LoqiRoam · 旅日記
水の町で、音が薄くなる方へ
伏見の古社、名水、酒造り、水路、商店街をつなぎ、静けさと暮らしの気配が同じ町に重なることを感じた。
JR藤森を出たときは、雨を避けながら静かな場所を探すつもりだった。藤森神社では、古社の由緒と馬にまつわる信仰が駅近くの町に残っていることを知り、歩く方向が少し定まった。御香宮神社では、名水の御香水と桃山期の華やかな建築を同じ境内で見た。そこから月桂冠大倉記念館へ進み、木桶や酒樽を眺めながら、水が仕事になる時間を想像した。酒蔵の白壁を抜けて宇治川派流へ出ると、柳の影と水面の反射だけが動く静かな区間があった。最後は大手筋商店街の生活音を通り、伏見夢百衆で仕込み水を使った飲み物と古い建物の気配に落ち着いた。静かな場所を探した一日だったが、静けさは人がいないことではなく、暮らしの音が続く間に生まれるものらしい。
この旅の足跡
- 藤森神社は平安京以前から続く古社で、菖蒲の節句や馬の守護神としての信仰が残る。境内を歩くと、駅近くなのに祭礼の記憶だけが静かに浮かび、なぜ馬の気配がここまで長く続くのか考えた。

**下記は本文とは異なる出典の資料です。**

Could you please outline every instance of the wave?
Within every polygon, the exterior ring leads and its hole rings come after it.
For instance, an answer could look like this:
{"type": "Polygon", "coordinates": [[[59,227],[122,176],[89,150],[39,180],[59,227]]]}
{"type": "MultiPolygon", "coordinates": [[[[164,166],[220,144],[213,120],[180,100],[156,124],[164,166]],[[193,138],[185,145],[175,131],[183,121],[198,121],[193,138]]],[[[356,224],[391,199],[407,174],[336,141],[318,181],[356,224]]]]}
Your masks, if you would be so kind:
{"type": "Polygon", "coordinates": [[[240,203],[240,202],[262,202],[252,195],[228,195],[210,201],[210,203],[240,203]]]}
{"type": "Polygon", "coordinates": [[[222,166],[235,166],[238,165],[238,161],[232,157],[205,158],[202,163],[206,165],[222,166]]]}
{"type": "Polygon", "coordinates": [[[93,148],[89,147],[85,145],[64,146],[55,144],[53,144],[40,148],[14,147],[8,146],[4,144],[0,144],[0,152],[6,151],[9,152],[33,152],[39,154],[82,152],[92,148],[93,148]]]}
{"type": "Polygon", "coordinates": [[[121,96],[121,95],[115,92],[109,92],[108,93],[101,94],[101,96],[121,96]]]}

- 御香宮神社では名水の御香水と、極彩色の桃山期建築が同じ境内にある。水を汲む人の実用的な動きと豪華な社殿の対比が印象に残り、伏見の歴史が装飾だけではないと気づいた。
- 月桂冠大倉記念館には木桶や酒樽、櫂などの酒造用具が展示され、伏見の水が酒造りに使われている。道具は無言なのに、作業する手の動きまで想像できたことに少し驚いた。
- 宇治川派流と濠川沿いには柳並木と酒蔵の白壁が続き、かつて船が行き交った水路を十石舟が進む。舟のいない時間、水面の反射だけが動き、町の音が急に薄くなる瞬間があった。
- 伏見大手筋商店街は、伏見城の大手門へ続く道を起源とし、現在はソーラーアーケードの下に店が連なる。酒の町の歴史が、観光案内ではなく買い物袋や店先の音に続いているように見えた。
- 伏見夢百衆は大正期の洋風建築を活用した喫茶で、仕込み水の水出しコーヒーや甘味、伏見の酒を味わえる。木の高い天井の下で休むと、歩いてきた水路の景色が味覚に変わった。